I know from talking to women who have been some years in self-help groups that their outlook will change: from seeing the groups as a lender of money to finding their own confidence, finding a voice in their community, and finding a family in their group. As some of these women already in groups told me their history, I could see in their faces the amazement at their own story. Never would they have thought...
A while back I left behind my day job to do what you see here, tell stories through photographs and words (if a picture is worth a thousand words, what about a picture and words?). I have worked in Rwanda, Ghana, Cambodia, and of course my home country Australia. You can see more of my work on my website: www.geoffbartlett.photography
About my partners
The Foxglove Project and AEE Rwanda do the fantastic work of bringing self-help groups to women in rural Rwanda.
This website publishes the first set of six stories. I will be returning to Rwanda in September 2017 to catch up with these women again, see where they are now, and to add a new set stories from women entering groups. My target is ten to fifteen women. As the process evolves, so will this website. I hope to add in stories from the women’s husbands and families, where available, to understand the changes their lives; how they feel about the groups and their wives’ and mothers’ journeys.
I think these stories are worth telling on their own merits. Although the women often come from great hardship, and will continue to live in conditions that most readers of this website would find very hard, their stories are positive and inspiring. These are good stories to let out into the world.
I hope to inform potential donors about a different way to help in developing countries, one that has had remarkable success in moving families above the poverty line.
Most of all, I hope to show these women and their families as the people they are, just getting on with it as best they can even though saddled with difficult circumstances, and to show that we all have something to offer.
How to help
This project has been self-funded to date, excepting in-country transport and accommodation supplied by AEE Rwanda and The Foxglove Project.
If you think you can help, please contact me. Areas that I can think of are:
Funding (of course!), but this can include pointing me in the direction of likely grants, or photographic work.
Promotion - how can I get these stories to a wider audience
Website design - suggestions on and assistance with improving this website
Next steps - how to take these stories beyond a website
and... anything else I might not have mentioned
....and, of course, please support The Foxglove Project in funding self-help groups in Rwanda.
Foxglove is a registered Australian charity supporting sustainable women and girl projects in the Developing World.
Many of us would widely agree on what we would love to see: clean water, food security and nutrition, sanitation and hygiene, education and literacy, better employment opportunities, housing and security. The outcomes are clear but HOW to achieve these outcomes is still in dispute.
For many decades the development approach has been centred upon the generosity of the West – a donor based model – but now many years down the track we find that the returns are far poorer than expected.
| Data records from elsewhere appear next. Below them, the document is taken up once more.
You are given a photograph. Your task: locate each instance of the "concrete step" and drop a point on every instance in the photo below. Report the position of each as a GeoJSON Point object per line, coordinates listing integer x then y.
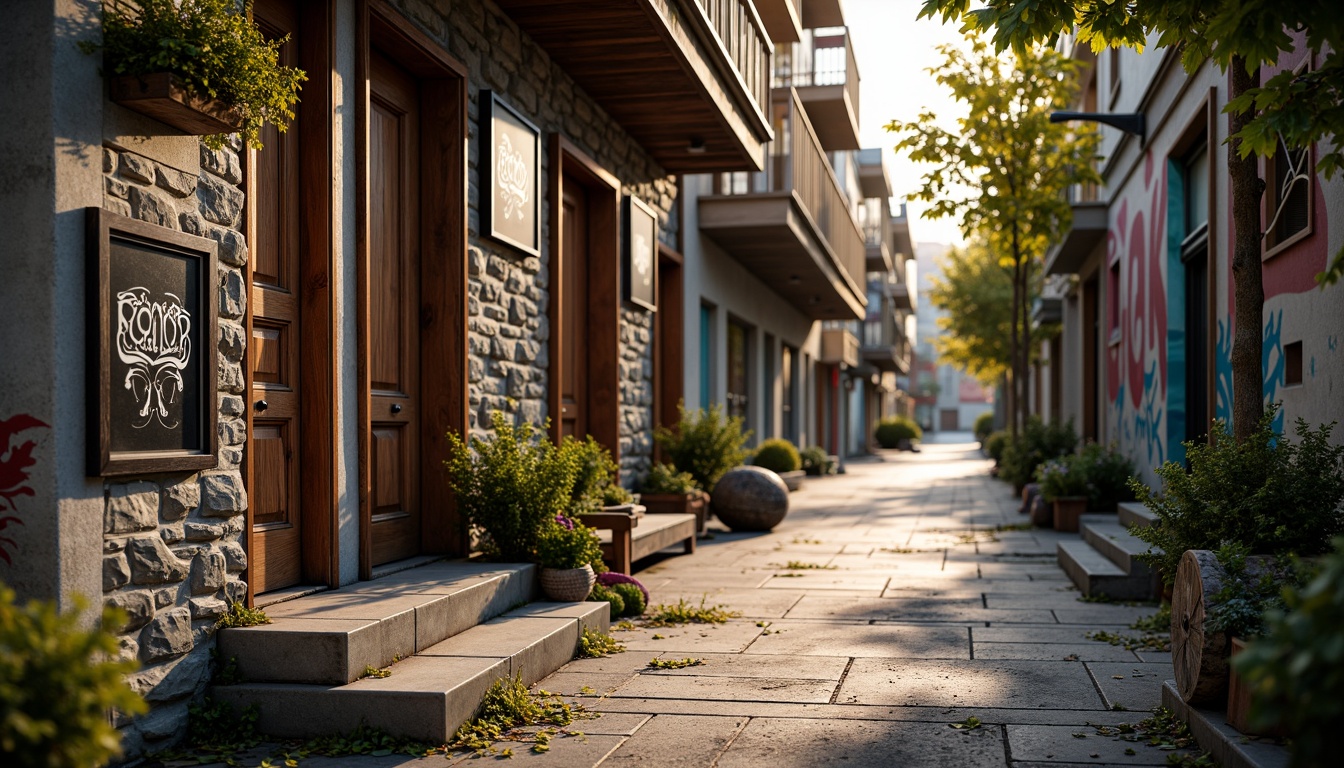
{"type": "Point", "coordinates": [432, 694]}
{"type": "Point", "coordinates": [1117, 544]}
{"type": "Point", "coordinates": [1096, 574]}
{"type": "Point", "coordinates": [329, 638]}
{"type": "Point", "coordinates": [1136, 514]}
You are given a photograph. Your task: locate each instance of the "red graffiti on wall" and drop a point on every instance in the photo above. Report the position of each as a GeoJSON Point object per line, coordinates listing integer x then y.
{"type": "Point", "coordinates": [15, 462]}
{"type": "Point", "coordinates": [1140, 248]}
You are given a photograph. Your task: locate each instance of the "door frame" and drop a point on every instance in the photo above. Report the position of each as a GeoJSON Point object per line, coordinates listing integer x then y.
{"type": "Point", "coordinates": [319, 409]}
{"type": "Point", "coordinates": [442, 258]}
{"type": "Point", "coordinates": [604, 292]}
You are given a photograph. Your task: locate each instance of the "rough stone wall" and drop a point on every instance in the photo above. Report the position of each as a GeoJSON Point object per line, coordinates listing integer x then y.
{"type": "Point", "coordinates": [510, 291]}
{"type": "Point", "coordinates": [172, 544]}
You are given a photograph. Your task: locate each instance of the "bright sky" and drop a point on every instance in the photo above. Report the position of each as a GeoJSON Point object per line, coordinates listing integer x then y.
{"type": "Point", "coordinates": [893, 51]}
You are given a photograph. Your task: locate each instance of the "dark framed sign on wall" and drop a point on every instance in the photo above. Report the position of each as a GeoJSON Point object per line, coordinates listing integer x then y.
{"type": "Point", "coordinates": [152, 353]}
{"type": "Point", "coordinates": [511, 175]}
{"type": "Point", "coordinates": [641, 249]}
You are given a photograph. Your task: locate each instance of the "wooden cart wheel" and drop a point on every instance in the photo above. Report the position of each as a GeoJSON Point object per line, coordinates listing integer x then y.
{"type": "Point", "coordinates": [1199, 658]}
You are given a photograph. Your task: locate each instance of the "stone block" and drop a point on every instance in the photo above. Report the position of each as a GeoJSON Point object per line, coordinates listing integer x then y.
{"type": "Point", "coordinates": [180, 498]}
{"type": "Point", "coordinates": [139, 607]}
{"type": "Point", "coordinates": [219, 202]}
{"type": "Point", "coordinates": [153, 562]}
{"type": "Point", "coordinates": [222, 495]}
{"type": "Point", "coordinates": [153, 207]}
{"type": "Point", "coordinates": [207, 573]}
{"type": "Point", "coordinates": [132, 507]}
{"type": "Point", "coordinates": [168, 635]}
{"type": "Point", "coordinates": [116, 572]}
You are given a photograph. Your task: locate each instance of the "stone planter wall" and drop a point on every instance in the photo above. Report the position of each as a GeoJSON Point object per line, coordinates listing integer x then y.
{"type": "Point", "coordinates": [174, 544]}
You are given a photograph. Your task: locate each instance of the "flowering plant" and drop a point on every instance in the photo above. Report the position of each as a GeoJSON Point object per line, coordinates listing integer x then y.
{"type": "Point", "coordinates": [565, 542]}
{"type": "Point", "coordinates": [1062, 478]}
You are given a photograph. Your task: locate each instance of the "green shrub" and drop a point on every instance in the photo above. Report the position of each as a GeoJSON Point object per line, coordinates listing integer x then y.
{"type": "Point", "coordinates": [1272, 494]}
{"type": "Point", "coordinates": [1297, 667]}
{"type": "Point", "coordinates": [894, 429]}
{"type": "Point", "coordinates": [511, 486]}
{"type": "Point", "coordinates": [1109, 474]}
{"type": "Point", "coordinates": [213, 49]}
{"type": "Point", "coordinates": [608, 595]}
{"type": "Point", "coordinates": [632, 596]}
{"type": "Point", "coordinates": [777, 455]}
{"type": "Point", "coordinates": [1036, 443]}
{"type": "Point", "coordinates": [567, 544]}
{"type": "Point", "coordinates": [984, 425]}
{"type": "Point", "coordinates": [995, 445]}
{"type": "Point", "coordinates": [816, 462]}
{"type": "Point", "coordinates": [706, 444]}
{"type": "Point", "coordinates": [57, 686]}
{"type": "Point", "coordinates": [665, 479]}
{"type": "Point", "coordinates": [1062, 478]}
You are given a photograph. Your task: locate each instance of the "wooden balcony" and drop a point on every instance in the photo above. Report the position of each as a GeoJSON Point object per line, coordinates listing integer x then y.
{"type": "Point", "coordinates": [839, 346]}
{"type": "Point", "coordinates": [790, 225]}
{"type": "Point", "coordinates": [824, 71]}
{"type": "Point", "coordinates": [781, 20]}
{"type": "Point", "coordinates": [690, 80]}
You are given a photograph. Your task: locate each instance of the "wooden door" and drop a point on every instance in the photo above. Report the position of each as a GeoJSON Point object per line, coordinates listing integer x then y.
{"type": "Point", "coordinates": [274, 351]}
{"type": "Point", "coordinates": [574, 266]}
{"type": "Point", "coordinates": [393, 331]}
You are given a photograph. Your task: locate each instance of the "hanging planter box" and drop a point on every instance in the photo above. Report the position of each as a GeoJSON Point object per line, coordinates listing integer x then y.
{"type": "Point", "coordinates": [163, 97]}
In fact after trillions of charity dollars being donated to Africa, people are in a worse condition with a rapidly rising gap between the rich and poor.
Foxglove has been founded with 5 objectives in mind:
Our focus is international: 87% of the Australian charity dollar goes to Australian-based initiatives. Foxglove sees its role in the Third World where needs are significant and a small amount of funds make a remarkable difference.
We keep our Australian expenses very lean. We spend a maximum of 13 cents of every dollar in Australia:
We only partner with Indigenous organisations: Foxglove only partners with indigenous in-country organisations that have the capacity to develop and implement effective local projects.
We focus on women and girls: Women in the developing world spend 80 cents of every dollar they earn on family and community. It is estimated that a woman leaving poverty will take between 5-7 others with her.
We take a sustainable approach to development: Projects reliant on ongoing financial support inevitably move towards dependence and disempowerment. Foxglove will only support projects that are committed to outcomes of independence and self-sufficiency.
AEE Rwanda is a local Rwandan NGO working to promote the rights of children, alleviate poverty, and empower Rwandan's regardless of gender or religion. AEE Rwanda is based in the captial Kigali, and has ten branch offices across Rwanda that manage local programs.
AEE Rwanda pioneered the self-help group approach in Rwanda, importing the concept after seeing its success in India, and has replicated that success in Rwanda. By 2016, AEE Rwanda had established close to 12,000 groups reaching over 200,000 people.